Desde su debut, la imagen de DIIV –y en particular la de su líder, Zachary Cole Smith– ha sido asociada a los estereotipos de los iconos del rock noventero, con una estética grunge que, para felicidad de Smith, les valieron numerosas comparaciones con su ahora ex modelo a seguir, Kurt Cobain. Sin embargo, la música de la banda nunca sonó similar a Nirvana o a sus coetáneos. En “Oshin” (2012) la melódica voz de Smith era acompañada de dulces instrumentaciones, asegurándoles un espacio como rostros del dream pop y el shoegaze. Este sonido se profundizo en “Is The Is Are” (2016), sin embargo, su contenido se aleja de la luminosidad de su predecesor y ofrece relatos más personales. Es en “Deceiver” donde el grupo toma las guitarras y abandona las dulces melodías para su trabajo más oscuro e introspectivo, escribiendo sus propias narrativas.

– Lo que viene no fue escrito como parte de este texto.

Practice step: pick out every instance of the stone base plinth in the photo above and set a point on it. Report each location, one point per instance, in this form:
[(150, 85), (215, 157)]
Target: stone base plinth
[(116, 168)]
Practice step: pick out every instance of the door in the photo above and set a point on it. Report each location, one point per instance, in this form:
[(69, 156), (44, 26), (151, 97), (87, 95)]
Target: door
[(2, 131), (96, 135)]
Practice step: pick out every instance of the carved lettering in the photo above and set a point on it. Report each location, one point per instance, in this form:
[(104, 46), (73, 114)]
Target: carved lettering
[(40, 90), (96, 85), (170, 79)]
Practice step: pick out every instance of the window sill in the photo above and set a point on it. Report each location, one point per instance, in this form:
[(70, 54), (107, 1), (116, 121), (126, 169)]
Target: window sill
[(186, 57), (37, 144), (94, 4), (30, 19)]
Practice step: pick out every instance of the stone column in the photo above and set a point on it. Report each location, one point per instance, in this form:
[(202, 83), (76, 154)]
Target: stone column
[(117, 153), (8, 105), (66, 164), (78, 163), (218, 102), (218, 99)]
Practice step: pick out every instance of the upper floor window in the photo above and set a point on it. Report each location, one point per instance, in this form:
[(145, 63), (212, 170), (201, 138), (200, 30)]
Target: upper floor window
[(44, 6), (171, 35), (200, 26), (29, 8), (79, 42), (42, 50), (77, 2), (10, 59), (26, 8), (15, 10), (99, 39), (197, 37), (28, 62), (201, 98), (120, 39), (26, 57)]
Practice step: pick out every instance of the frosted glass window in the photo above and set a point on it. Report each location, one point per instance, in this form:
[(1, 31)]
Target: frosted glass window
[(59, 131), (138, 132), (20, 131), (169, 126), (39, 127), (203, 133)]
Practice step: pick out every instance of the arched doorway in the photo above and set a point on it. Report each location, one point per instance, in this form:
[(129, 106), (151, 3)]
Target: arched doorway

Resulta irónico que sea “Deceiver” el disco que por primera vez se asemeja a las influencias grunge que la banda ha presentado de forma estilística. Poco antes de su lanzamiento, Zachary Cole aseguró ya no ver a Cobain como un modelo a seguir y decidió separar al hombre de su trabajo. El primer sencillo, “Skin Game”, continúa con el tema de las adicciones de su predecesor, pero con fuertes guitarras que contrarrestan la dulce voz de Smith. A diferencia del disco anterior, el sencillo no lidia con la recuperación, sino que con la aceptación de una enfermedad y el cómo vivir con ella. La canción es un perfecto adelanto del disco, manteniendo un sonido dream pop, pero abandonando los meros guiños al rock; esta vez las guitarras son protagonistas.

El primer corte del disco, “Horsehead”, es una antítesis a las introducciones de las placas anteriores de DIIV, con una oscura instrumentación a cargo de poderosas guitarras que adelantan la gama sonora del disco. La voz de Smith no pierde su dulzura, pero su tuno sugiere una honestidad y fragilidad más presente que en trabajos anteriores. Canciones como “Like Before You Were Born” y “Between Tides” muestran que la banda no ha desestimado sus composiciones características, sólo ha expandido su gama sonora para maximizar toda la experiencia. “Blankenship”, por ejemplo, es un clásico de DIIV desde su inicio, con una suave melodía que fluye a través del liderazgo vocal de Smith, pero este espacio común es rápidamente corrompido por la inclusión de guitarras que recuerdan la intencionalidad del disco y expresan la diversidad de la banda.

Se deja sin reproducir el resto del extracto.